His advice for undergraduates who want to do research is to find a professor they like in an area they are interested in. Take a class from them. "It seems like it's all networking," he said.

Diarmid is living proof that an undergraduate can change his mind on career paths. He says he chose dentistry over law because he likes working with his hands, and he thinks he can make a visit to the dentist less stressful for patients. He's looking forward to the challenge.

Finally, from the professor

I asked Professor Stecyk what strengths Savannah and Diarmid brought to the lab, and also what advice he had for students who'd like similar opportunities in UAA science labs.

First, he complimented both Savannah and Diarmid on their dedication. "The students have been in the lab every weekend since October to fit in these long experiments," he said. "They also worked in the lab over the Christmas semester break and the recent long holiday weekend.
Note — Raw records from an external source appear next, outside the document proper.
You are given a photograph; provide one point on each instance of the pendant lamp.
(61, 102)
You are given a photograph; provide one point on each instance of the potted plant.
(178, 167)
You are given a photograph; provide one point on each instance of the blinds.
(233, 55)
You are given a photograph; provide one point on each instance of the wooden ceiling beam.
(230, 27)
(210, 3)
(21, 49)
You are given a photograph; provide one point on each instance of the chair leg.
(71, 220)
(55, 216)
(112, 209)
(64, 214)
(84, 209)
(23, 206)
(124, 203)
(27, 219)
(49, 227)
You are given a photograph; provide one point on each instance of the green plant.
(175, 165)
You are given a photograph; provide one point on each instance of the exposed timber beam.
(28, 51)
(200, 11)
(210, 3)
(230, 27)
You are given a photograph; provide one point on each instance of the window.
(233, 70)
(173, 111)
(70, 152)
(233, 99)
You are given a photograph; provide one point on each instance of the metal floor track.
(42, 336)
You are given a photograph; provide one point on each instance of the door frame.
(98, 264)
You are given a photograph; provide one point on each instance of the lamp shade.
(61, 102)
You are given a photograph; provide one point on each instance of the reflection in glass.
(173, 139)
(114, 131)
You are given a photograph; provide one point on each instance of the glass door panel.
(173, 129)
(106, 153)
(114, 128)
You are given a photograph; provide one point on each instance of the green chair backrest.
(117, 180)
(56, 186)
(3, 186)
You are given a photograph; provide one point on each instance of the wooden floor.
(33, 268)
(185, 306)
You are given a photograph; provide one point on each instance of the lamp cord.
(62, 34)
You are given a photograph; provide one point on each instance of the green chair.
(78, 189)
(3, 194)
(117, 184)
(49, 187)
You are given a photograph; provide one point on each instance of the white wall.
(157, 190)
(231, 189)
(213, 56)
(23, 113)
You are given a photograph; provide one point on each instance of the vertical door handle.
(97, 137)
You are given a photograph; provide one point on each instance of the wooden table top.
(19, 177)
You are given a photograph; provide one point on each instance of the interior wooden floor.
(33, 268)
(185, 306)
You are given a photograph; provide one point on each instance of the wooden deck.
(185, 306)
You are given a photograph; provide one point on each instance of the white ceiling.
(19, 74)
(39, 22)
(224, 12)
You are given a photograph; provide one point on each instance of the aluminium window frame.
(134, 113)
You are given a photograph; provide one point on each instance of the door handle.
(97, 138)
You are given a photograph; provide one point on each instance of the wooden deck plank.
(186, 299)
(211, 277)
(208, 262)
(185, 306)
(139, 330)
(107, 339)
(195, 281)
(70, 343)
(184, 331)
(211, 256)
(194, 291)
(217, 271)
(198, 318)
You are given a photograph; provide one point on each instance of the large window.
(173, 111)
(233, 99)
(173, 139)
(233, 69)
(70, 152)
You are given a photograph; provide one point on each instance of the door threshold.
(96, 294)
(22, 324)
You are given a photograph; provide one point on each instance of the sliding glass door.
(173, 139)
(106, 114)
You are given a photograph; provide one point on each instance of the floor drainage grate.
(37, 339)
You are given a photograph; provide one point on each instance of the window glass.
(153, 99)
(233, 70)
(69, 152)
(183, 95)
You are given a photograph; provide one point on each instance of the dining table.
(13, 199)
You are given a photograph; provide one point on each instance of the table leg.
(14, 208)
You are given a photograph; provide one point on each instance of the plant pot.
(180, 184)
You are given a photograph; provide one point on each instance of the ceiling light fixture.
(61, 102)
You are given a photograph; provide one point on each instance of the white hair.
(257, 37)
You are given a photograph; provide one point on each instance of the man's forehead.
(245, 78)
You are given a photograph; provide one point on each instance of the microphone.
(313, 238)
Their projects are on par with graduate level research. They have both excelled at the challenge."

His tips to undergraduates include the advice to start early in your degree program looking for research. Don't wait until your senior year; professors are interested in those with some "long-term" interest, so be ready to commit to multiple semesters.

Stecyk said all the students he's ever selected have "demonstrated genuine interest in the research." Likewise, he added, "It is the dedicated students who ... are rewarded with, for example, trips to conferences abroad."